Presumo que seja também um grande leitor. Que autores e que livros marcaram mais o Bruno Ferreira?
Essa é das perguntas que mais dificuldade me coloca na resposta. Livros e discos, bem como viagens, são seres vivos, orgânicos, em permanente mutação, mais do que não seja de acordo com os nossos estados de espírito. Como tal não consigo estabelecer lugares de pódio nestas categorias. Referências eternas são Eça, Jorge Amado, Pedro Juan Gutierrez, Ricardo Araújo Pereira, mas tantos, tantos outros, que quantos mais nomes referisse, mais injusto se tornaria para com os que ficassem a faltar. Apenas digo que sem livros a vida não seria vida. Seria outra coisa qualquer, mas não seria vida.
“Do Mosto à Palavra” é um evento que pretende ligar o vinho à leitura. É feliz esta associação?
À medida que os anos vão passando, sinto-me cada vez mais um epicurista. E penso que isso encerra em si, muito daquilo do que é ser-se alentejano. Os prazeres não deveriam ser condenados, desde que a sua fruição não implique o prejuízo de outros. Ora a leitura, tal como o vinho, desde que de boa qualidade (em ambos os casos), são dois expoentes dessa fruição. Nessa linha não poderia achar melhor reunião, sobretudo em palco alentejano, do que aliar o néctar dos deuses à sabedoria dos homens.
Mas é também um concurso literário. Acha, pelo conhecimento que tem da realidade, que irão surgir novos talentos em áreas como a poesia?
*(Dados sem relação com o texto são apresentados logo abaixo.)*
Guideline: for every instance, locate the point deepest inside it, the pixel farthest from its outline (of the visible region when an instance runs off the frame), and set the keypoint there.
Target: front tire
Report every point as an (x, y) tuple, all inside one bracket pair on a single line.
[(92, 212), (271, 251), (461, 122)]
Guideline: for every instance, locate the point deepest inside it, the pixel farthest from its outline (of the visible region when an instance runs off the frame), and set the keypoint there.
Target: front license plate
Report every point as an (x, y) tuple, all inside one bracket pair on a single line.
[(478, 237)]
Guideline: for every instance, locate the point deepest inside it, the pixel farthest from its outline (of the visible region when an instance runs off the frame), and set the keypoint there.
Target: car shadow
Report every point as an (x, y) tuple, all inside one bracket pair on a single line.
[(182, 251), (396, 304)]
Assim o espero. Existe muita falta de leitura no nosso País. Esta é uma excelente iniciativa para que se possam dar a conhecer e assim se lançarem novos autores. Bem me recordo, aquando da edição do meu primeiro livro, “Bocas de Mentol” (Editorial Minerva), já lá vão uns 20 anos, de bater à porta de editoras, de enviar o manuscrito, e da dificuldade em ser recebido. Espero que este concurso, este prémio, possa ser aproveitado da melhor forma por todos quantos querem escrever, têm esse gosto, no fundo esse sonho, e que tantas vezes escrevem apenas para o arquivo de uma gaveta. Apelo a que se inscrevam, que sejam proactivos, e que aproveitem esta que é uma oportunidade rara e por isso mesmo muito valiosa.
Paulo Barriga é jornalista e diretor do mais importante e influente jornal regional - o Diário do Alentejo. No Dia Nacional dos Jornalistas quisemos saber qual é o seu pensamento a respeito do estado desta arte na região. E o nosso interlocutor não se cansa de afirmar que esta é a melhor profissão do mundo e que os jornalistas que a exercem no distrito "são uns verdadeiros heróis" que "trabalham no fio-da-navalha".
No Dia Nacional dos Jornalistas creio que é interessante compreender qual é a realidade em que vivem estes profissionais. Na sua opinião continua a ser aliciante abraçar esta carreira?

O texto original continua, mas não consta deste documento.